The book dwells on India’s weaknesses and what needs to be done to play a leadership role globally. The author believes that bridging material gaps should be a top priority, from which flows the need to address staggering inequalities, especially income, gender, regional, and rural. His advocacy supports inclusive development policies that can translate into parallel improvements in domestic living standards and the creation of world-class infrastructure through a reoriented, futuristic bureaucracy. However, his constructive criticism fails to take into account India’s decadal progress during which about 250 million people were lifted out of multidimensional poverty, as recognised by the UN. India’s progress was a silver lining in the otherwise gloomy scenario surrounding the Sustainable Development Goals.
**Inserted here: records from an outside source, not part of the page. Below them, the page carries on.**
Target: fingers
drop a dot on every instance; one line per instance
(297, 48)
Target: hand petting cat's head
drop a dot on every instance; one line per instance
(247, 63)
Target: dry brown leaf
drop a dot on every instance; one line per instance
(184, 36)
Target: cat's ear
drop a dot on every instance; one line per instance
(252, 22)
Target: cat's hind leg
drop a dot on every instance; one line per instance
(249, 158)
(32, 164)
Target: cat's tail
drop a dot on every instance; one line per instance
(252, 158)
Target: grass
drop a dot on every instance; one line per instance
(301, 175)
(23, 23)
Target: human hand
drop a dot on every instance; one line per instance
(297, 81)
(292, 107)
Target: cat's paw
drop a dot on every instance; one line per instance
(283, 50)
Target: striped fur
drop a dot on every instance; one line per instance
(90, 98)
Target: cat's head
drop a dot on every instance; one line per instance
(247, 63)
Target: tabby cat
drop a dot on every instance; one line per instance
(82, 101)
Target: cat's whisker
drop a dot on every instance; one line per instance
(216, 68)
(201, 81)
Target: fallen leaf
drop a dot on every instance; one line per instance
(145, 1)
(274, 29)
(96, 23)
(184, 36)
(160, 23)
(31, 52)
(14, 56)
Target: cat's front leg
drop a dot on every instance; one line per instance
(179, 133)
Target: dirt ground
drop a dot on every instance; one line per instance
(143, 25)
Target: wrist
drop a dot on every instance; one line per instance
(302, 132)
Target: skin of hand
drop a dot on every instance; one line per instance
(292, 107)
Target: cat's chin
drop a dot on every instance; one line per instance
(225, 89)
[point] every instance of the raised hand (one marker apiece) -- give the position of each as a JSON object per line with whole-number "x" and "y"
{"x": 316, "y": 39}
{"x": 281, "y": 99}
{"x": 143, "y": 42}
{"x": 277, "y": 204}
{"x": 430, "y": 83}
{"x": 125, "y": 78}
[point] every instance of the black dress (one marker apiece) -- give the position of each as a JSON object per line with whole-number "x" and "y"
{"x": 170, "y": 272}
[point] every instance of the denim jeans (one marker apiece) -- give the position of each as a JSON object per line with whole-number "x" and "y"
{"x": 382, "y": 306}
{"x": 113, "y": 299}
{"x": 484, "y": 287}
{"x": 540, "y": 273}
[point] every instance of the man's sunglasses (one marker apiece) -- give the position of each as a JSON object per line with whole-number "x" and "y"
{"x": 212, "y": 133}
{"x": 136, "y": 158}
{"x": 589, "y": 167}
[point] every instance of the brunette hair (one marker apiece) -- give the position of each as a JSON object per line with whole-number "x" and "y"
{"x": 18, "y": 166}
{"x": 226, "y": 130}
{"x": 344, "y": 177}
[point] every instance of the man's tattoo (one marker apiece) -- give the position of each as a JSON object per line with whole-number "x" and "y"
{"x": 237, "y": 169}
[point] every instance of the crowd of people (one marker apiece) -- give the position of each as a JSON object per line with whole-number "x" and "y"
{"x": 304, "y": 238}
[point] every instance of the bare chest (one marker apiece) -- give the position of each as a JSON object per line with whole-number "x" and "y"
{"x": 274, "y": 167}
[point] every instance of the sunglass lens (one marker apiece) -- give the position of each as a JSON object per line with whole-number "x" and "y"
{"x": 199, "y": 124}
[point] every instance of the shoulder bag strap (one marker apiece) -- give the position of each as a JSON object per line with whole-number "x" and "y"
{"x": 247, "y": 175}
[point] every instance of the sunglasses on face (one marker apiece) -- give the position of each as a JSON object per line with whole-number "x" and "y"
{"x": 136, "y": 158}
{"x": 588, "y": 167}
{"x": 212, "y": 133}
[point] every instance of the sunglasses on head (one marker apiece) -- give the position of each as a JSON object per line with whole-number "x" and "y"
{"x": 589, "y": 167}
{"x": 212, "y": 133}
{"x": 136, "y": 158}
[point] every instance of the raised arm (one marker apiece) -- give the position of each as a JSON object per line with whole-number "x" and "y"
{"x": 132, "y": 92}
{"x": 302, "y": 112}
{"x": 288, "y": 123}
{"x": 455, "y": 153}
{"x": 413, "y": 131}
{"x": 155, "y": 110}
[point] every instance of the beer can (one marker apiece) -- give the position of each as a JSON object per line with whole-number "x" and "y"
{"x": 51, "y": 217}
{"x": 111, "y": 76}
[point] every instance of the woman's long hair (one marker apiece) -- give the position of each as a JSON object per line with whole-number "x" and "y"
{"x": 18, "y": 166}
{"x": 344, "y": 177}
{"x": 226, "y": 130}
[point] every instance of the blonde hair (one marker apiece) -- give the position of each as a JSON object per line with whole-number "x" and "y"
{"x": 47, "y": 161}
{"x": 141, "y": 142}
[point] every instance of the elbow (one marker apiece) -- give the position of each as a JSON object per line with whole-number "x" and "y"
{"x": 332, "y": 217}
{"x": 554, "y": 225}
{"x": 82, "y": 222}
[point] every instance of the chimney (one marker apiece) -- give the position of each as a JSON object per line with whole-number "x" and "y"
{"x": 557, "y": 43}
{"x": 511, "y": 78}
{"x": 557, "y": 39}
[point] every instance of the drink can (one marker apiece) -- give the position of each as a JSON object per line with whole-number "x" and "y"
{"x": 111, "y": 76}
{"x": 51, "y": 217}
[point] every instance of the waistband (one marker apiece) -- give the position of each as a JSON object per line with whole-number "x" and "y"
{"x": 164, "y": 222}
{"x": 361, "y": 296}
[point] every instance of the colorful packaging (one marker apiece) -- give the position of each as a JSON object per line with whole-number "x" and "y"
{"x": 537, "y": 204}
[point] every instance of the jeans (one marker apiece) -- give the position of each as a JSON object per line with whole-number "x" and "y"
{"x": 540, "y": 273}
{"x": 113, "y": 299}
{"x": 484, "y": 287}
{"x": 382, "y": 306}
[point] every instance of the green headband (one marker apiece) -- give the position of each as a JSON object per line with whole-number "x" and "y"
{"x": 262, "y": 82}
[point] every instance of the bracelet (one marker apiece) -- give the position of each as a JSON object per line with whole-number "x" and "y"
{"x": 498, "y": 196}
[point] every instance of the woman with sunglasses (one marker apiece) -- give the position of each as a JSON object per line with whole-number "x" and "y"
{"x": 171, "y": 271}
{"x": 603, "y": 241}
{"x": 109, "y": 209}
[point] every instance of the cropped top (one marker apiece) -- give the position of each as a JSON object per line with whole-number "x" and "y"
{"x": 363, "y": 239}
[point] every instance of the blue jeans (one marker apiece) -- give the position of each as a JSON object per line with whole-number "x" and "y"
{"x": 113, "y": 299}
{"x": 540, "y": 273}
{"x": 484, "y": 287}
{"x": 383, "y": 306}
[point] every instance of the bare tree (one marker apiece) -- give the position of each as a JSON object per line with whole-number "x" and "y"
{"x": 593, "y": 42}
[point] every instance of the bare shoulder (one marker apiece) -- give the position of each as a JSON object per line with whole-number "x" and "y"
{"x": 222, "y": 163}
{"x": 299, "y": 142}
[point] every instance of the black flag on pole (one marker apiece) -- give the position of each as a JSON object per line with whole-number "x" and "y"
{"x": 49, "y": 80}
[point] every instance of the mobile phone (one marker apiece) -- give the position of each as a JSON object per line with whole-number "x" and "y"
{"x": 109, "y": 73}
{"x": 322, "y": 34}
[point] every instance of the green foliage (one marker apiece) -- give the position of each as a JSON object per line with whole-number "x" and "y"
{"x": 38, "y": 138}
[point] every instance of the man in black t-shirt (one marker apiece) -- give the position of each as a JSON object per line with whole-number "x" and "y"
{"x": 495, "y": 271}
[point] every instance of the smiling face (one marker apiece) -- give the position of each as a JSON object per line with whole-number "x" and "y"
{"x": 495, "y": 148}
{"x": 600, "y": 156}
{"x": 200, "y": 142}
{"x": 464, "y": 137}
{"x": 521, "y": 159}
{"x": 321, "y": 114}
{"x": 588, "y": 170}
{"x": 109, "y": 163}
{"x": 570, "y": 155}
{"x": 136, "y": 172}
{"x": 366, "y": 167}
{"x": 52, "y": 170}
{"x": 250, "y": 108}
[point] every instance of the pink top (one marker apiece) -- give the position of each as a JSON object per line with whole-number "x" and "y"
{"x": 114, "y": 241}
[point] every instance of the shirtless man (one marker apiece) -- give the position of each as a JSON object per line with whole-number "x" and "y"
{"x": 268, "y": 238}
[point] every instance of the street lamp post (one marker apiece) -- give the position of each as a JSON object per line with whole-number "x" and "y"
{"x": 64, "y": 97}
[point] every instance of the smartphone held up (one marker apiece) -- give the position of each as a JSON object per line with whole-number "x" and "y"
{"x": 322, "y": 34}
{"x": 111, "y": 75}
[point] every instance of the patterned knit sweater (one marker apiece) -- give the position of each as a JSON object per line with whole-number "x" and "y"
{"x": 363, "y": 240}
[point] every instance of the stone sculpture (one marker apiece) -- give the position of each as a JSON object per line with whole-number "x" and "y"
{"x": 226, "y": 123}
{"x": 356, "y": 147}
Further, he reinforces the importance of promoting multicultural, multiethnic, and secular credentials to earn respect for Hindu values. The necessity of liberal education is key to changing attitudes, he observes.
India’s democratic system, despite its flaws, is attractive for trade, investment and economic partnerships. The author supposes that more democracy, not less, is the way forward for India’s peaceful ascent to a high-status nation, challenging the dominant narrative that war is the way to great power status. If India gets its act right through leadership foresight and collective resolve, Dr Paul believes, India will hold a vital place in the world order.
Overall, this book provides a comprehensive overview and essential analysis of India’s quest to achieve major power status. Paul comes to the view that India’s achievements are significant, but he finds that it is held back by an inability to overcome the impulses of its past. For all of its progress on the tangible, hard aspects of power, the decisive factor is India’s inability to tame the intangibles.